# Exercises 1.1 - Use of register

- Create a vector X of N random numbers, where N is in the order of 1e6 to 1e8 (depending on the speed of your computer).
- Create the following implementations to calculate the difference between the consecutive elements in X: (resulting in a vector Y with N-1 elements)
  1. Use a regular for loop and calculate the difference as Y(i) = X(i+1) - X(i), where X and Y are implemented as python lists.
  2. Extend the above program with intermediate variables (e.g. x_next and x_now) to store the X(i+1) value for the next iteration.
  3. Same as 1, but store X and Y as numpy arrays.
  4. Same as 2, but store X and Y as numpy arrays.
  5. Use a diff-function to compute the result thereby exploiting vector computation (wide registers) - in Python this function is "numpy.diff". Remember to include "import numpy".
- Measure the execution time of all implementations and explain the difference in performance.


In [1]:
# Importing libraries
import numpy as np
import random as rnd
import time

In [2]:
# Creating different implementations
def simple_indexing(x,y,n):
    t1 = time.time()
    for i in range(n-1):
        y[i] = x[i+1] - x[i]
    t2 = time.time()
    
    return t2-t1
    
def intermediate_vars(x,y,n):
    t1 = time.time()
    x_now = x[0]
    for i in range(n-1):
        x_next = x[i+1]
        y[i] = x_next - x_now
        x_now = x_next
    t2 = time.time()
    
    return t2-t1

def np_function(x):
    t1 = time.time()
    np.diff(x)
    t2 = time.time()
    
    return t2-t1
    
# Random number generator
def random_number(N):
    return [rnd.random() for _ in range(N)]

In [3]:
# Setting up variables
N = int(1e6)
X = random_number(N)
Y = [0] * N

print("Python lists:       ",simple_indexing(X,Y,N))
print("Python intermediate:",intermediate_vars(X,Y,N))

X = np.array(X)
Y = np.zeros(N)
print("Numpy lists:        ",simple_indexing(X,Y,N))
print("Numpy intermediate: ",intermediate_vars(X,Y,N))
print("Numpy diff function:",np_function(X))

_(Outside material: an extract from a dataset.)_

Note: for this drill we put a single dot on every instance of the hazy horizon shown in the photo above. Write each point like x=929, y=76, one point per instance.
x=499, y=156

Python lists:        0.07985734939575195
Python intermediate: 0.08084487915039062
Numpy lists:         0.29164648056030273
Numpy intermediate:  0.21327924728393555
Numpy diff function: 0.0014886856079101562


Results indicate that in the case of python lists, calculating the difference between two elements is (generally) faster by simple indexing, than assigning intermediate variables.

As for numpy arrays, the execution times shows that calculating the difference between two elements is a lot slower than using python lists. However, a slight speedup is seen when using intermediate variables.

Using the built-in numpy function (np.diff()) which uses vectorized operations is a lot faster than traditional python lists or python arrays.


# Exercises 1.2 - Memory organization - C vs Fortran

##### Part A - Theoretical

- We have 6 elements stored contiguous in memory in the order: 1, 2, 3, 4, 5, 6. In the following, we read this contiguous data into arrays in different ways. What do the arrays look like if we read the data as:

  1. a 2x3 matrix treating data as column-major (Fortran style) as F2x3?
  2. a 3x2 matrix treating data as column-major (Fortran style) as F3x2?
  3. a 2x3 matrix treating data as row-major (C style) as C2x3?
  4. a 3x2 matrix treating data as row-major (C style) as C3x2?

- Explain the relations between the different matrices and how this may be utilized.


F2x3 (column-major, 2x3):
| 1 | 3 | 5 |
|---|---|---|
| 2 | 4 | 6 |

F3x2 (column-major, 3x2):
| 1 | 4 |
|---|---|
| 2 | 5 |
| 3 | 6 |

C2x3 (row-major, 2x3):
| 1 | 2 | 3 |
|---|---|---|
| 4 | 5 | 6 |

C3x2 (row-major, 3x2):
| 1 | 2 |
|---|---|
| 3 | 4 |
| 5 | 6 |

F3x2 column-major and C2x3 row-major both allows for the memory to be contiguous, and is a benefit when doing column/row-wise matrix operations respectively.


##### Part B - Practical

- Generate a random vector X with dimension N x M and another vector Y with opposite dimensions M x N, where N >> M, e.g. N = 100.000, M = 100.
- Make a program with two functions: one that loops over each row and calculates the row-sum (using numpy.sum()) and one that does the same, but loops over each column.
- Measure execution speed for each orientation for each for the two vectors.
- Do these results match your expectation given the memory layout difference between Fortran (Matlab) and C (Python)?
  - In Python: if this was implemented with a 2D list, you will probably not see a big difference. Why not?
- Extra info: In Python Numpy you can specify the memory layout for an array explicitly using the keyword order=‘C’ or order=‘F’.


In [4]:
def row_wise():
    return


def column_wise():
    return


def np_random_number(n, m):
    return np.random.random((n, m))

In [5]:
# Setting up variables
N = 100_000
M = 100

X = np_random_number(N,M)
Y = np_random_number(N,M)

print("X row-wise:   ")
print("X column-wise:")
print("Y row-wise:   ")
print("Y column-wise:")

X row-wise:   
X column-wise:
Y row-wise:   
Y column-wise: